The fern has a distinctive spore pattern under the fronds. Unlike most other plants, ferns reproduce by spores instead of seeds. The mountain palms, whose fruit and fronds Grenadians use in many different ways, are also characteristic of this part of montane forest.

You'll observe an interesting symbiotic relationship between the slender bois canot tree (Cereropia) and the ants living in its hollow trunk. In return for shelter, the ants repel opossums and other animals trying to climb the tree to graze on tender new shoots. What botanists call a pioneer species, bois canot is one of the first to reappear after severe hurricane winds destroy a forest.

Another pioneer species is the colorful heliconia (or balisier, pronounced "bah-lee-zyay"), a member of the banana family. You've probably seen the blooms, shaped like a long row of lobster claws, made into decorative bouquets in hotel rooms.

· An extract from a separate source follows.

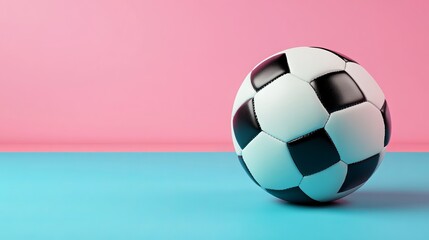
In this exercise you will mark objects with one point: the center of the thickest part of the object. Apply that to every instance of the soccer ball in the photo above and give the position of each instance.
(310, 125)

These yellow, orange or red ornamentals have flower-like bracts that are almost scimitar-shaped. Mosquitoes thrive in the water pockets of these bracts, which sometimes provide the only stagnant water for breeding.

Looking skyward you'll see the tall marouba tree, with its spreading branches and small leaves. The marouba takes its nourishment from the sun above the high canopy, instead of from the forest soil. Locals say marouba bark can drug or stun fish, making them easy to catch.

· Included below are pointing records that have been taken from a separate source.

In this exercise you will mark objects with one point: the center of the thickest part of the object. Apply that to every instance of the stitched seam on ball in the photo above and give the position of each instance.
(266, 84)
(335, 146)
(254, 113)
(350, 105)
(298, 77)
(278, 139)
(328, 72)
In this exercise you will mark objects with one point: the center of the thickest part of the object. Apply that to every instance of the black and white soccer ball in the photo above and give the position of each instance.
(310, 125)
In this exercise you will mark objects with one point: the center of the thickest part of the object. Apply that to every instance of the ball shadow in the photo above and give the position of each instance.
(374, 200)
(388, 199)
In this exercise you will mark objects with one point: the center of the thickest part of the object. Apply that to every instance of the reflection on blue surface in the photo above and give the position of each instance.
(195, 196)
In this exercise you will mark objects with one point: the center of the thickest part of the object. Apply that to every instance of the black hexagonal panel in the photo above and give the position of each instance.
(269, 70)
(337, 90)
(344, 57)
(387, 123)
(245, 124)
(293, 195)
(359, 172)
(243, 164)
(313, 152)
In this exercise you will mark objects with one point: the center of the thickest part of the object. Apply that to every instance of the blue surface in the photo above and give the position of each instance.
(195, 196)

Besides bamboo, the Morne LaBaye Trail contains lots of elephant grass, which resembles sugar cane, but is distinguished by its jointed stem. This elephant grass was originally planted decades ago to provide a convenient refueling stop for horse and donkey-drawn wagons crossing the island. It is still used for fodder when meadows on the farms lower down wither away in the dry season.

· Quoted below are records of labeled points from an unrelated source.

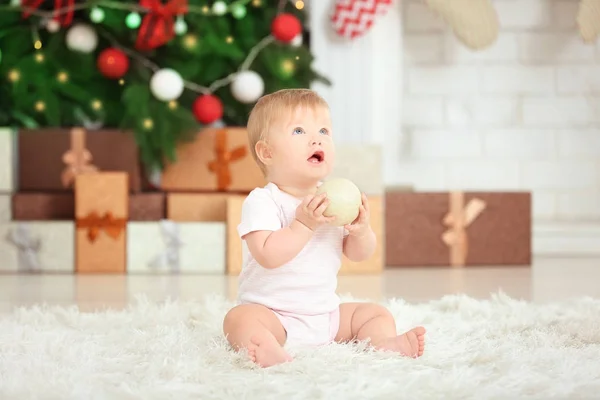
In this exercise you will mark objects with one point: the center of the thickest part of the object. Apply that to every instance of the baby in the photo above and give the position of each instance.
(292, 252)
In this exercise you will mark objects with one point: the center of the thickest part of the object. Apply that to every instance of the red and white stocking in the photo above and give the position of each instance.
(353, 18)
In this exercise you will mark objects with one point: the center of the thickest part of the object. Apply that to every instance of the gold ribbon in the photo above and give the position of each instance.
(223, 157)
(77, 159)
(458, 219)
(95, 223)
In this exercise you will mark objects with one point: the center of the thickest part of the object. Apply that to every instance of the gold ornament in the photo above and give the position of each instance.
(14, 75)
(62, 77)
(148, 124)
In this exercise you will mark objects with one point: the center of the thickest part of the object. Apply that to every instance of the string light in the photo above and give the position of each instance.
(96, 105)
(148, 124)
(14, 75)
(133, 20)
(62, 77)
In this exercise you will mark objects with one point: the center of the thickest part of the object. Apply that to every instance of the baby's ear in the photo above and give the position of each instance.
(263, 152)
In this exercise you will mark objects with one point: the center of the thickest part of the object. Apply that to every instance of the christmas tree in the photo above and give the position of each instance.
(161, 69)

At the morne ("small hill" in French) itself is a small weather station to monitor the complex and frequently changing conditions of Grand Etang. At the River Turning Crater you'll find lingering evidence of Hurricane Janet's destruction back in 1955: a stand of huge, dead gommier (gum) trees, now serving as display posts for countless air plants.

The gommier (Dacryodes excelsa) is the most common large tree of the rain forest. Its bark contains a gum that can be used to light fires. Only, some of the gommier trees have no bark.

Their trunks withstood the hurricane's 150-mph winds, but their branches and leaves were stripped away. Unable to photosynthesize (the process which turns sunlight into the sugar), they died.